Document store - stores semi-structured data by allowing Devs to update code without refering to a central schema. eg JSON and XML. Wide-column store - organised data into columns rather than rows. Each column has lots of info on the same entity. Can be faster to query large volumes. Graph store - data stored in nodes, rather than traditional records. Node connections known as edges.
72
Define Normalisation
The process of organising tables (and their columns) in order to improve data integrity.
73
What are the two types of Anomalies?
Insertion anomalies - describes when data cannot be added into the table. Deletion anomalies - describes attributes being lost when other attributes are deleted.
74
What are the three Normal Forms?
First normal form - stored in a relational table with no multi-valued columns. Second normal form - all columns depend on the tables primary key. Third normal form - no column has transitive dependency on primary keys.
75
Define Data Warehousing
Data stored ready to be dispatched/used.
76
Explain four Database Maintenance techniques
Log file maintenance - log files contain a history of every transaction against the database. Log files are a form of redundancy (they're data additional to the actual data). Data compaction - frees up unused space for new data, but doesn't necessarily reduce the size of the database file. May require downtime. Defragmentation - identifies data that is related, and relocated it to the same physical location to improve performance. Integrity checks - looks for problems with data that may cause corruption or other problems.

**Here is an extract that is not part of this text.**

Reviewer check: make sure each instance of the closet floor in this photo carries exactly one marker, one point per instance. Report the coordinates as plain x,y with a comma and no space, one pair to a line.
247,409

Eg a virus scan.
77
What is a Canonical data model?
Provides a high-level view of entities and their relationships across an organisation.
78
Define Data Architecture
The set of rules, policies, standards or models set by the organisation that govern the use of its data. It's a business process, rather than technical primarily.
79
Define Data Policies, Standards and Rules
Data policies - a broad framework for how decisions should be made regarding data. Data standards - provide detailed rules on how to implement data policies. Data rules - provide specific instructions on how to implement data standards.
80
Define Data Migration
The transfer of data from storage/computing environment to another.
81
Define Data Integration
Combining data from different sources to provide a unified view.
82
What are the four features of Database Architecture?
Database design, data warehousing, migration and integration.
83
Define Domain Context
Understanding of the business environment the data is in.
84
Define Decision Analytics?
Using visual data techniques to support choices or decisions made by people.
85
Define Descriptive Analytics
Focusses entirely on the understanding of historical data. Can inform decision-making.
86
Define Predictive Analytics
Using historical data to understand or predict the future and inform decisions.
87
Define Prescriptive Analytics
The integration of predictive analytics into business systems. Seeks to identify what will happen, when and why.
88
What is a Functional Requirement?
It describes a feature which the solution should have.
89
What are the steps of the ETL process?
``` Define the source Define the target Create the mapping Create the session Create the work flow ```
90
What is data validation?
The process of ensuring a program operates on clean, correct and useful data.